Well, that isn’t working out so well either. Rather, as Ambrose Evans-Pritchard notes in the Telegraph, “what is now clear – is that western sanctions policy is the worst of all worlds. We are suffering an energy shock that is further inflating Russia’s war-fighting revenues … There is a pervasive fear of a gilets jaunes uprising across Europe, a suspicion that a fickle public will not tolerate the cost-of-living shock once the horrors of Ukraine lose their novelty on TV screens”.

Unlike the smart realists in Washington however, Europe is all agog with “Zelensky Unleashed”: European analysts are endlessly dissecting the entrails of a series of interviews used by Zelensky to lay out the compromises that “he would be willing accept” from Moscow. On these occasions, Zelensky sternly warns Moscow that it is in their interest to negotiate reasonably now, as the next Ukrainian leader could be younger, and less willing to compromise…

Evidently, Europe is still wholly in the grip of its own emotion-laden war fever. In theory – yes – there can be a negotiated outcome in Ukraine.  Moscow has repeated this possibility endlessly. But this can only occur through looking reality ‘in the eye’. Diplomats hate being told this, but ‘facts on the ground’ can make diplomatic negotiation unnecessary. And the facts speak for themselves.

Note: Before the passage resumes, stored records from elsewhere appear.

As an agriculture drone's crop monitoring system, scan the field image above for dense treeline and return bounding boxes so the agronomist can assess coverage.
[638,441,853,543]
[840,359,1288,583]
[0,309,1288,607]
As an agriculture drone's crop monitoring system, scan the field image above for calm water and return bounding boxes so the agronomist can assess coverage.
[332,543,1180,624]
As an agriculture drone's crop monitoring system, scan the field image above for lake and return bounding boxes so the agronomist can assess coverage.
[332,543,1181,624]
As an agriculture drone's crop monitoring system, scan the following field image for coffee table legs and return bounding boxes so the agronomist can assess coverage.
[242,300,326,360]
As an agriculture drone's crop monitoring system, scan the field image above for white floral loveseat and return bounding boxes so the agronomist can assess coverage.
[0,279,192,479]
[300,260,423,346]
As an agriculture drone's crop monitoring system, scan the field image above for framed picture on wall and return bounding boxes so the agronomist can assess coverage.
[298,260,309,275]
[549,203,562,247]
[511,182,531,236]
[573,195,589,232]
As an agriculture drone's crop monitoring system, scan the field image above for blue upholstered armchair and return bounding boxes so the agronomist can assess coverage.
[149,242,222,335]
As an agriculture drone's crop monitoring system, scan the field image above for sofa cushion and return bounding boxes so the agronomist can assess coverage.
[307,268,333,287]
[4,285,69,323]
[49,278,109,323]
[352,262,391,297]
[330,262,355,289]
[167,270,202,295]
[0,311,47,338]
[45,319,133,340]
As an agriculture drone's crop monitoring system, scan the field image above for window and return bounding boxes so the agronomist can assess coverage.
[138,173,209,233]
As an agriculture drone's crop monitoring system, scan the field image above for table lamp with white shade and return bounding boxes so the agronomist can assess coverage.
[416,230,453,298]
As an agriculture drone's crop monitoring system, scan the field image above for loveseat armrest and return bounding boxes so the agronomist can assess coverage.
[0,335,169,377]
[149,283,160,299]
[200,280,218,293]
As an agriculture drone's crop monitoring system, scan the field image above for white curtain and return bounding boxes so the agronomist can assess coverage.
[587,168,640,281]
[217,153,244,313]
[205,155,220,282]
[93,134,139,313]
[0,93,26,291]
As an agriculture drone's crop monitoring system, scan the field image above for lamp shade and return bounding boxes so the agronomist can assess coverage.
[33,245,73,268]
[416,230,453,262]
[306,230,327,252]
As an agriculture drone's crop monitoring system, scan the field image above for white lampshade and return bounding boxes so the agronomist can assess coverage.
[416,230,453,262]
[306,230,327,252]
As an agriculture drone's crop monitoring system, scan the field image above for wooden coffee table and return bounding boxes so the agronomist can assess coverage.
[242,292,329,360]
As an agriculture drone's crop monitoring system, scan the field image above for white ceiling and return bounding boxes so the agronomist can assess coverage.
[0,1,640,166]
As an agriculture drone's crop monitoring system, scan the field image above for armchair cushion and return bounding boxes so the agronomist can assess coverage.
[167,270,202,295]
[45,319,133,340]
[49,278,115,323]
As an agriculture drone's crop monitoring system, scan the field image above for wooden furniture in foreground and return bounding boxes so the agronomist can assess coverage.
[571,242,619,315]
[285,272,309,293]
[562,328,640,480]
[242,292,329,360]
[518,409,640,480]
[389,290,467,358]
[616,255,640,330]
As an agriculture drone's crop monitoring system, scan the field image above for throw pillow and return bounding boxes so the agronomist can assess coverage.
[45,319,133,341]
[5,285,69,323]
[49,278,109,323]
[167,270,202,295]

Facts are being established on the ground by Russian forces. If Zelensky wants to impose his conditions, he must have the leverage so to do – otherwise, Moscow can finish its demilitarisation of Ukraine, finish the military operation in Donbas and along the Black Sea coast, and go home (with the warning that any attempt in the future to establish a Ukrainian quagmire would be met with a suitable ‘Kinzhal’ riposte).